IsItPhishing

This Integration is part of the IsItPhishing Pack.

Collaborative web service that provides validation on whether a URL is a phishing page or not by analyzing the content of the webpage.

Configure IsItPhishing in Cortex

Parameter	Description	Required
Server URL (e.g. https://192.168.0.1)		False
Customer's name		True
Customer's License		True
Use system proxy settings		False
Trust any certificate (not secure)		False
Source Reliability	Reliability of the source providing the intelligence data.	False

Commands

You can execute these commands from the CLI, as part of an automation, or in a playbook. After you successfully execute a command, a DBot message appears in the War Room with the command details.

url

---

Checks if URL is phishing

Base Command

url

Input

Argument Name	Description	Required
url	URL to be checked if phishing.	Required
force	Set true to analyze URL, or false to check whether URL may cause collateral damage to the end user. Default is false.	Optional
smart	Set true to force checks on URLs that may cause collateral damage to the end user, or false to ignore the argument.
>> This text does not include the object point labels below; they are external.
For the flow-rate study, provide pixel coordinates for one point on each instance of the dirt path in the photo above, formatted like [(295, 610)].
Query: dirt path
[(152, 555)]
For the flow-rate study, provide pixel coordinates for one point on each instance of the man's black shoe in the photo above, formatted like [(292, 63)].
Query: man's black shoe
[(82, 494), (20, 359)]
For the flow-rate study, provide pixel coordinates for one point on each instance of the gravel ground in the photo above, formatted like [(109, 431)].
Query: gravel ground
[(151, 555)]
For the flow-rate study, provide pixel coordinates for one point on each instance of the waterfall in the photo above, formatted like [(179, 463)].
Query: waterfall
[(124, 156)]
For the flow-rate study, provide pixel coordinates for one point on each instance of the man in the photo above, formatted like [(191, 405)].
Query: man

Default is true.	Optional
area	The regional area to force using a proxy.	Optional
timeout	Timeout in milliseconds. Default value set to 10000, with a minimum value of 1000. Once timeout is reached, TIMEOUT response is returned.	Optional

Context Output

Path	Type	Description
URL.Status	unknown	URL identification result.
URL.Url	unknown	The URL that was tested.
URL.Malicious.Vendor	unknown	For malicious URLs, the vendor that made the decision.
URL.Malicious.Description	unknown	For malicious URLs, the reason for the vendor to make the decision.
DBotScore.Indicator	unknown	The indicator that was tested.
DBotScore.Type	unknown	The indicator type.
DBotScore.Vendor	unknown	The vendor used to calculate the score.
DBotScore.Score	unknown	The actual score.